Liebeskind, Johann Heinrich (1768–1847): Studied in Göttingen, where he met Meta Forkel, née Wedekind, finishing his studies there in January 1793, though in the meantime (early 1792) Meta Forkel had become pregnant (the son arrived on 2 October 1792, though Meta had in the meantime left Göttingen). Entered Russian service, then Prussian, from 1807 senior judiciary Rath in Bamberg, from 1808 senior appeals judge in Munich, from 1827 in Landshut and Ansbach; also known as a talented flute player; author of “Essay on an Acoustic of the German Flute: An Article on a Philosophical Theory of Flute-Playing,” originally published in November 1806, now included as Appendix IV in Johann George Tromlitz, The Keyed Flute, ed. Ardal Powell (Oxford 1996), 230–34. More importantly in the present context, having gone to Frankfurt to attend to Meta (whom he married at latest by 1797) and his child, Adalbert, after her flight from Mainz, arrest, and incarceration in Königstein, he provides a valuable eyewitness account of the prisoner transport and prison conditions in his Rükerinnerungen von einer Reise durch einen Theil von Teutschland, Preussen, Kurland und Liefland, während des Aufenthalts der Franzosen in Mainz und der Unruhen in Polen (Strasbourg 1795; also Königsberg 1795).

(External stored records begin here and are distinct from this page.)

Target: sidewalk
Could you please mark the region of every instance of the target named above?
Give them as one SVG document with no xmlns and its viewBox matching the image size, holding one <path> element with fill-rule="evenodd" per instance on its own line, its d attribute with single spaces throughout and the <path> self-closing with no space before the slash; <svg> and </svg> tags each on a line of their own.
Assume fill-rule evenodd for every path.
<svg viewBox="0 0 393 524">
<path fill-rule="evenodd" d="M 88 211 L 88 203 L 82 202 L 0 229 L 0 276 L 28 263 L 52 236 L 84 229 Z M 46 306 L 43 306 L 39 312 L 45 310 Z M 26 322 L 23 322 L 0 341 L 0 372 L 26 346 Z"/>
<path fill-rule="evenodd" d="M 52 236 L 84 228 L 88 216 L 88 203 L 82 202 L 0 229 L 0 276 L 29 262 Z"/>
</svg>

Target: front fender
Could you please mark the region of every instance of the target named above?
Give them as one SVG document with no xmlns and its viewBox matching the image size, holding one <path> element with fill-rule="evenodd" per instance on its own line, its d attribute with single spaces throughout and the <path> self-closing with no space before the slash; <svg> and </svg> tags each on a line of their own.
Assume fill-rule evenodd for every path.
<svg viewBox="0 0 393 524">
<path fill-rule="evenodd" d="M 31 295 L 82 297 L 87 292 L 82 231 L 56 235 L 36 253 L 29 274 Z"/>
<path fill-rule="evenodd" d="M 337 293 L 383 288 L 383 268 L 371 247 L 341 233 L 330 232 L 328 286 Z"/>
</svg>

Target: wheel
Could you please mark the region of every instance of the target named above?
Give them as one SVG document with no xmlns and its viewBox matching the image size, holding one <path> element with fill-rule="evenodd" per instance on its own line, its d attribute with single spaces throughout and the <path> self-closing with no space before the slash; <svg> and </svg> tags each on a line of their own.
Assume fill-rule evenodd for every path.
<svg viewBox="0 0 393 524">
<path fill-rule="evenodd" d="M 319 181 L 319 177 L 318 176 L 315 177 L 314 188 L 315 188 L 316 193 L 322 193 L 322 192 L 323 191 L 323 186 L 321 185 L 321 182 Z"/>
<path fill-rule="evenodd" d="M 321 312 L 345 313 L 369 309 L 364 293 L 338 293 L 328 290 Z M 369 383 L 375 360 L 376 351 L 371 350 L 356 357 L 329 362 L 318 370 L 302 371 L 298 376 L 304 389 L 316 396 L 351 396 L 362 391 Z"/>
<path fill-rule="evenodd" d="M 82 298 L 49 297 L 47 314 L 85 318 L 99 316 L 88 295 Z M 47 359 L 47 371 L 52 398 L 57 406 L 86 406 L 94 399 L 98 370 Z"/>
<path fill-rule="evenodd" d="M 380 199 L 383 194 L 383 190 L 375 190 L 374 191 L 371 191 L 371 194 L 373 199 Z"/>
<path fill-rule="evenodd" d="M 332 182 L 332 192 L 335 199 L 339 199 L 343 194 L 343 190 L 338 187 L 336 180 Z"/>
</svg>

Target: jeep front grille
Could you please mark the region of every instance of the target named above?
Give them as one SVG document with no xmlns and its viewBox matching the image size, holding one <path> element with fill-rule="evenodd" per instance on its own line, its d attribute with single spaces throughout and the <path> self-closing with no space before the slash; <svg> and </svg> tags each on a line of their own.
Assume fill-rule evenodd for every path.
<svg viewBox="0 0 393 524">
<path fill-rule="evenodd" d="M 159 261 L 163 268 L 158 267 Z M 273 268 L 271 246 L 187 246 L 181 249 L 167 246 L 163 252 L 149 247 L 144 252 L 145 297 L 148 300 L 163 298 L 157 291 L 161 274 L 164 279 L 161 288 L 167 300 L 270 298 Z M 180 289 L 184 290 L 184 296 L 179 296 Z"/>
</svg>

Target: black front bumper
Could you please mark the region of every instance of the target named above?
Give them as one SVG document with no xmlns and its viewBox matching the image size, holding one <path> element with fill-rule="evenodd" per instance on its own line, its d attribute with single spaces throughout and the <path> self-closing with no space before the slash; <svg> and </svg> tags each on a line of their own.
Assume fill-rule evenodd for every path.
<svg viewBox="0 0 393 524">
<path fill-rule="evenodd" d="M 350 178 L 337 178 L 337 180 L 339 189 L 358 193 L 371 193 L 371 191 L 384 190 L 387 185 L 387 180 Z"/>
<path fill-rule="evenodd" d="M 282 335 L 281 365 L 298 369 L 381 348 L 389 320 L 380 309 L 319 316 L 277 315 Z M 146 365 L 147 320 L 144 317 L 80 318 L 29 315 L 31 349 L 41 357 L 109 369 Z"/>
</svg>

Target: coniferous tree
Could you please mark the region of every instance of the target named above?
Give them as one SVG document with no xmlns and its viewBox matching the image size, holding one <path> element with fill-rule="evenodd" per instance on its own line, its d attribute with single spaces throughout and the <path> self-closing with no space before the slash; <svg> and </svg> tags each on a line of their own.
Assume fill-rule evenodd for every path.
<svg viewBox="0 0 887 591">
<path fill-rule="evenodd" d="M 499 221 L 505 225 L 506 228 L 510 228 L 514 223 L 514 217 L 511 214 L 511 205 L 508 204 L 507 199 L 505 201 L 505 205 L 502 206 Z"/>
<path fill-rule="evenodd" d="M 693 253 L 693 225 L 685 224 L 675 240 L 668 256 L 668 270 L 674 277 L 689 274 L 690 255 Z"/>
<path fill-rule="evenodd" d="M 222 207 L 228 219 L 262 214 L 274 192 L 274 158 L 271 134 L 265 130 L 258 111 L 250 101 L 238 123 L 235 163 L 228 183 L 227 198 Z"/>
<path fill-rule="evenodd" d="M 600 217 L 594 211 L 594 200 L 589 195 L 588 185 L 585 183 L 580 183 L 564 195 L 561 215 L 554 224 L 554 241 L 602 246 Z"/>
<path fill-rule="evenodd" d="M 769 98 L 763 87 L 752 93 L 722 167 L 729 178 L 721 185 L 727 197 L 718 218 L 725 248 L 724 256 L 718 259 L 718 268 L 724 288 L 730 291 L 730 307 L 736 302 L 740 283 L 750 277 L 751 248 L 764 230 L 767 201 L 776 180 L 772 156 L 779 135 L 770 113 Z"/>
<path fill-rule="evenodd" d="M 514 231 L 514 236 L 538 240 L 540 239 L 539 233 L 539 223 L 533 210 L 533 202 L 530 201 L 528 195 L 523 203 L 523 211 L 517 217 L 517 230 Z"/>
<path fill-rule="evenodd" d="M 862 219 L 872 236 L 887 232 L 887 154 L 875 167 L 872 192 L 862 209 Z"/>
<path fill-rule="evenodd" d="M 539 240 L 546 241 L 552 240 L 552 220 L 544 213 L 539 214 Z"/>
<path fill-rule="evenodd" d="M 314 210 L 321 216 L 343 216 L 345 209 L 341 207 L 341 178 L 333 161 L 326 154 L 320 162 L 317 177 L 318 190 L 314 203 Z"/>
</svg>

Meta_LiebeskindLiebeskind, Meta (Sophie Dorothea Margarete), née Wedekind, earlier divorced Forkel (1765–? [the customary date of death, 1853, is insufficiently substantiated; see Monika Siegel, “Ich hatte einen Hang zur Schwärmerey”]): Writer and translator. Daughter of the Göttingen professor of theology Rudolf Wedekind. Meta was one of the “Göttinger university mamselles” along with Therese Heyne, Caroline, and others. After a careful upbringing and education, in 1781, at seventeen, she married the music professor Johann Nikolaus Forkel (1749–1818, who some view as the initiator of modern music studies at the university level and who in 1802 published the first biography of J. S. Bach), after which she also published novels. She left Forkel in 1788 (divorced 11 February 1794), moved to Berlin, then in the summer of 1789 to Mainz, where her brother, Georg Wedekind, was a professor of medicine and where she earned a living through translation from English and French (largely brokered by Georg Forster) and frequented circles supportive of the French Revolution. She returned to Göttingen in October 1791, where she met her second husband, Johann Heinrich Liebeskind, whom she would marry three years later, albeit not before becoming pregnant in early 1792 and, after fleeing Göttingen, giving birth to her second son (after Karl Gottlieb Forkel in 1782), Adalbert, on 2 October 1792, traveling thence directly to Mainz, where she initially stayed with Caroline. One of the party arrested with Caroline after fleeing Mainz in 1793. Active as a writer later as well, living in various Bavarian cities and also abroad with her second husband, Johann Heinrich Liebeskind. In 1793 her husband’s first position took them to Riga, where they were expelled under suspicion of being sympathetic to the French Jacobins. From 1794 in Königsberg, 1797 in Ansbach, 1807 in Bamberg, 1808, Munich, between 1827 and 1838 alternately in Landshut and Ansbach, from 1838 in Eichstätt. Concerning her (maliciously applied) nickname “Furciferaria,” see Erich Schmidt’s introduction to Caroline’s stay in Mainz, note 4. (Portrait: from the silhouette album of Gregorius Franz von Berzeviczy; by permission, Erika Wagner and Ulrich Joost, Göttinger Profile zwischen Aufklärung und Romantik [Neustadt: Dosse 2011], 64.)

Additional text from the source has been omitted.